Well, we got a few people looking at our house, and one young couple decided they wanted to buy it. They made a very attractive offer on it, and I was inclined to accept it, but first I spoke with the gentleman. Essentially, telling him that we’re glad to sell to him, but feel he should be aware that the neighborhood is very white, and there are a small number of people in the area who won’t be happy to see a black couple moving in. He smiled and said he was aware that the neighborhood was lily white, and that racism was a fact of life for him and his wife, and he wasn’t worried about anything. Indeed, he was a big man—bigger than me, and I’m pretty big—and pretty solidly muscled. If anyone could stand up to Slouch McSneererson, this guy could.

So moving day finally arrived and we had a crew in to box up and load everything. I gave them instructions, though: the place we’re going, you contract with a trash hauler, and they give you your wheelie bins, so we’re not going to need the trash cans moved. Just leave them in back of the house. We filled them with all the trash we were leaving behind, including the perishable contents of our refrigerator and freezer. The truck pulled away with all our stuff, including our vehicles. But we stayed in the house for one last evening, “camping out” on the floor.

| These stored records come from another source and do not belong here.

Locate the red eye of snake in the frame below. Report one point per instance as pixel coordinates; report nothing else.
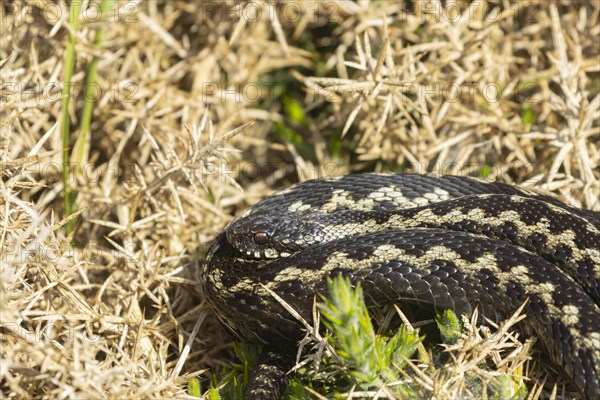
(261, 238)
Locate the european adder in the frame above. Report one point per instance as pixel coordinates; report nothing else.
(441, 242)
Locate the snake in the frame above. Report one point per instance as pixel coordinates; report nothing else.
(414, 240)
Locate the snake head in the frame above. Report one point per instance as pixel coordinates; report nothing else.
(270, 235)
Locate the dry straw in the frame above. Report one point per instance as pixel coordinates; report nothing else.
(183, 120)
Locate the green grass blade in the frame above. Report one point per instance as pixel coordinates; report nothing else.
(65, 129)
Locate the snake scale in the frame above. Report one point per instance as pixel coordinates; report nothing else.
(446, 242)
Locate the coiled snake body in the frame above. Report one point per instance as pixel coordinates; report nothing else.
(443, 242)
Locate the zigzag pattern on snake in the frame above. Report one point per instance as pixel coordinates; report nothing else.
(441, 242)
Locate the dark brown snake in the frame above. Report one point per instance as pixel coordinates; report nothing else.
(440, 242)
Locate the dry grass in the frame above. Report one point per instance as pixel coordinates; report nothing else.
(182, 139)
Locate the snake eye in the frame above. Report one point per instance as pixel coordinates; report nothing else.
(261, 238)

We got up very early the next day to catch our early flight out. Miraculously, in the middle of the night, our missing trash can apparated on our front lawn, as if it had been there all the time! Ol’ Slouch thought he was getting one last dig in, apparently, as now we’d have to haul a dirty old trash can with us to our new home. He didn’t know we were getting a taxi to the airport, nor that we didn’t need the trash cans any more.

While my wife was getting ready to leave, I hauled that trash can and the ones in back of the house, full of all our left-behind stuff, including the now thoroughly stinky contents of our fridge and freezer, and left them on Slouch’s front and side porches, with a paper taped to them saying, “You appeared to need our trash cans more than we do. Enjoy!”

I like to think that he believed them to be empty and gave them a kick, simultaneously hurting his foot and dumping garbage all down his front porch steps.

Not proud of it. But I do giggle like a schoolgirl when I think about it.